Empty OtlpEndpoint disables export — Ampora keeps internal counters working but nothing leaves the process. Useful for air-gapped deployments or smoke tests.

Headline metrics

These are the metrics most likely to wake someone up; the full list is on Reference → Metrics & traces.

OpAMP

Metric Type Use
ampora_opamp_active_sessions Gauge Currently connected agents
ampora_opamp_frames_received_total Counter Inbound frame throughput
ampora_opamp_frames_rejected_total Counter Frames refused (oversized, malformed, capability mismatch)
ampora_opamp_apply_duration_seconds Histogram Time from server-push to agent-APPLIED

Dispatch backplane

Metric Type Use
ampora_dispatch_local_total Counter Same-instance dispatches
ampora_dispatch_forwarded_total Counter Cross-instance dispatches
ampora_dispatch_no_session_total Counter Targeted agent had no live session — alert on growth

Governance

Metric Type Use
ampora_policy_evaluations_total{outcome} Counter Allow/deny rate of policies
ampora_policy_denied_total{policy} Counter Per-policy denial rate
ampora_audit_archived_total / _purged_total Counter Retention sweep work

Live update bus

Metric Type Use
ampora_live_bus_events_total{type,direction} Counter UI event traffic
ampora_live_bus_dropped_total Counter Subscriber overflow — alert if non-zero

Tracing

Every request carries a W3C Trace Context. The interesting cross-cutting spans:

  • opamp.frame_received (server) → opamp.dispatch (peer instance) → opamp.frame_sent (peer instance) → opamp.apply_status (back). Connecting these gives you "operator clicked X → agent applied Y" as a single trace.
  • live_update.publishlive_update.consume (every operator subscriber) lets you measure UI propagation latency.
  • gitops.sync traces a single repo sweep.

Sampling ratio defaults to 5 % to keep the data volume sane. Crank to 1.0 when reproducing a hard-to-pin-down issue.

Logging

JSON to stdout. Each line includes:

  • timestamp (UTC, ISO-8601 with millis),
  • level (Information / Warning / Error / Critical),
  • category (the .NET log category, e.g. Ampora.Fleet.Rollouts.RolloutService),
  • message,
  • trace_id and span_id when within an active trace,
  • tenant_id when within a tenant scope,
  • arbitrary structured properties.

Pipe into any log shipper.
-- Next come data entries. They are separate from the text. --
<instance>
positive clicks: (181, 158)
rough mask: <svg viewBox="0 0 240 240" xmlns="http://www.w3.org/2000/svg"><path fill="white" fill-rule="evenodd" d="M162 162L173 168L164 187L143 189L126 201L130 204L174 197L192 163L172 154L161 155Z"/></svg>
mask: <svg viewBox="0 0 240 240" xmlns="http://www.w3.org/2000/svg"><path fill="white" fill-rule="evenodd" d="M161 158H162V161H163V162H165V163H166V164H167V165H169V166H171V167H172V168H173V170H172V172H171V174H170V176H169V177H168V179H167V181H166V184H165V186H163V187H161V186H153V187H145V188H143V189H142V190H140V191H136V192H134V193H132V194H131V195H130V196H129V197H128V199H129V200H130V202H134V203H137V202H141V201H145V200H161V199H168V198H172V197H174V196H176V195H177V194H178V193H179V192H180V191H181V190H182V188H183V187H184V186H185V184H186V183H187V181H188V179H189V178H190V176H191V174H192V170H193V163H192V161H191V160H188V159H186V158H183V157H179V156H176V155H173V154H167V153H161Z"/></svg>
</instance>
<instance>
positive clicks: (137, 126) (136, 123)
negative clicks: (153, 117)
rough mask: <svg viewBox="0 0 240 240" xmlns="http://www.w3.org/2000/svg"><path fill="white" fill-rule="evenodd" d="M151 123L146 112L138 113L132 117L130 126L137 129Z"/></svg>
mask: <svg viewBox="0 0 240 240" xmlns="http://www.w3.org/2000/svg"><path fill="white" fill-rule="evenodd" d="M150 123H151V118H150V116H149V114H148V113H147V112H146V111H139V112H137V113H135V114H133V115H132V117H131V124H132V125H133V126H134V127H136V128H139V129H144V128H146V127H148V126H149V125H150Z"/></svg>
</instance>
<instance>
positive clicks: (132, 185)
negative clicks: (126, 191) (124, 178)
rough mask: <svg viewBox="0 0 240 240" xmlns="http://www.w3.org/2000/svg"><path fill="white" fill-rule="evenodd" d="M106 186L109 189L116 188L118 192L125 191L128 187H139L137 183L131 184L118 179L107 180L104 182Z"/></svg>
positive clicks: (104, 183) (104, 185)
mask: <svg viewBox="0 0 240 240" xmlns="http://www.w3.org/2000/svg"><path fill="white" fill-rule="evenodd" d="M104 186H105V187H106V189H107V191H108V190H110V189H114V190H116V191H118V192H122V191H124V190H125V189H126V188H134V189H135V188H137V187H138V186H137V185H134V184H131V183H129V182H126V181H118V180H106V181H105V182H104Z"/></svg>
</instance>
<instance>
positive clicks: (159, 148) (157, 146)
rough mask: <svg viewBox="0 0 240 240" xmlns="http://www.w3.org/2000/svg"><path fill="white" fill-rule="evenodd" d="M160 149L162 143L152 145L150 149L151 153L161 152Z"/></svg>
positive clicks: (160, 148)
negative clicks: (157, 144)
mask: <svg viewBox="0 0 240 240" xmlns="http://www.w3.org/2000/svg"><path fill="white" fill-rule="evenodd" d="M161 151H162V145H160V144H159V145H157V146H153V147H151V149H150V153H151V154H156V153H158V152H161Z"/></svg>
Common destinations: Loki (with the OpenTelemetry Collector's loki exporter), Elasticsearch, Datadog Logs.

Built-in dashboards

The deploy/dev/ folder ships:

  • prometheus.yml — a working Prometheus scrape config.
  • otel-collector-config.yaml — receives OTLP, exports to Prometheus and Jaeger.

These are starting points, not production-grade. For production, use your existing observability stack and point Ampora at it.

A small Grafana dashboard JSON suitable for import is on Reference → Metrics & traces.

Alerts you should configure

At a minimum:

  • ampora_dispatch_no_session_total rate > 0 for 5 minutes — agents are missing dispatches.
  • ampora_opamp_apply_duration_seconds p95 > 30 s — agents are applying slowly. Either they're large fleets at the moment, or there's a network problem.
  • ampora_policy_denied_total{policy="default-deny"} rate > 0 — your default-deny is firing in production, indicates a config mismatch.
  • up{job="ampora-web"} < replicas — instances are missing.

What is not exported

Ampora deliberately does not export:

  • agent telemetry payloads (those are not the management plane's data),
  • raw configuration content (might contain secrets in environment variables — exposing it in metric labels is wrong),
  • per-user activity (that is what the audit log is for, with proper retention; exporting to traces would create a parallel uncontrolled audit stream).